Moderating is hard. Community managers have the difficult task of taking anonymous internet mobs and channeling them into groups that are socially worthwhile (and financially remunerative). The great failure of this would be EVE Online, a game with a surprisingly strong community given that structures of both the game and the community have fostered sociopathy to the degree of suggesting or plotting the rapes and deaths of players and their families. Not characters, players. As I recall, online game-related murder has actually happened in South Korea, but I had always presumed that was an isolated incident rather than a reasonable expectation of where the game was headed.
(The outcome of that particular EVE situation? A 30-day in-game ban on the leader of the largest group of organized sociopaths, who can still lead them just fine without logging in. This will be about as effective in curbing the community’s excesses as telling Al Capone that he is not allowed to personally brew beer.)
At root, the glory of consequence-free internet anonymity is also its downfall. One of the most important points in internet law is Section 230 of the Communications Decency Act:
No provider or user of an interactive computer service shall be treated as the publisher or speaker of any information provided by another information content provider.
(See the link for similar laws outside the US.) This has become a building block for the internet: with very few limits, you are not responsible for anything anyone posts on your website, forum, whatever. Even the limits are limited, so if you could reasonably claim not to know about X, you’re clear. This has led to the tendency not to moderate anything: if you take responsibility, you are liable, but if you let it all run wild, you retain plausible deniability. Hence the number of internet cesspools.
Upcoming legislation would make a simple change, and you know the programming power of flipping the sign on a variable. Just cross out that “No” and suddenly anyone setting up an internet forum is responsible for what happens there. That will need some amending, because you need a reasonable chance to respond when someone goes off on a rant while you’re asleep, but ultimately you are responsible for the community you create. If you are running the digital equivalent of a crackhouse or vermin pit, you will no longer get to say that you have no control over your customers. Barring hackers, you have complete control over who can post on your website, so take the legal responsibility along with the moral responsibility.
I want to mourn the death of online anonymity, but I don’t really expect it to happen. There will be international hosts to which something like 4chan or Something Awful can move, and there will be few cases in which it is worth the effort for the US government to impose itself upon another country. But if you can impede the lazy and the stupid, you have solved 90% of the problem.
: Zubon
Hat tip: Popehat. It’s a big hat to tip.
The non-Americans are presumably chuckling about that “US government not imposing itself upon other countries” thing. You cannot imagine how much it frustrates American politicians that they do not control the entire world.
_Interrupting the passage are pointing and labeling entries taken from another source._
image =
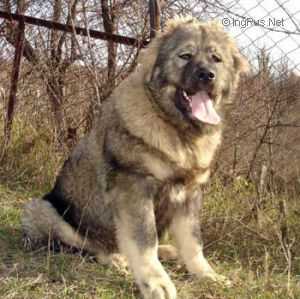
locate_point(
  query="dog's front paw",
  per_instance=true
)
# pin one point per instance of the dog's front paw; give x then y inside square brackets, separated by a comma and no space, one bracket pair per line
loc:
[158,288]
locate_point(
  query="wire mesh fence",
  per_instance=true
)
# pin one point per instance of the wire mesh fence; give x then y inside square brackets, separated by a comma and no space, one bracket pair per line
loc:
[64,76]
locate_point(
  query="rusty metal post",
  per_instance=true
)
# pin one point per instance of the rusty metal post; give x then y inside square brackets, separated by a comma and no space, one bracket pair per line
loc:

Update: This was a bracing April Fool’s post. Wilhelm in the comments has the appropriate reaction to calling for the death of the anonymous speech under a reasonable-sounding cover. The annual debriefing is live. I think I’ll need to skip next year’s prank, since you have at least basic pattern recognition skills. (Also, sorry Maladorn: I put your comment to pending because I didn’t want the very first one to mention the date. It’s back!)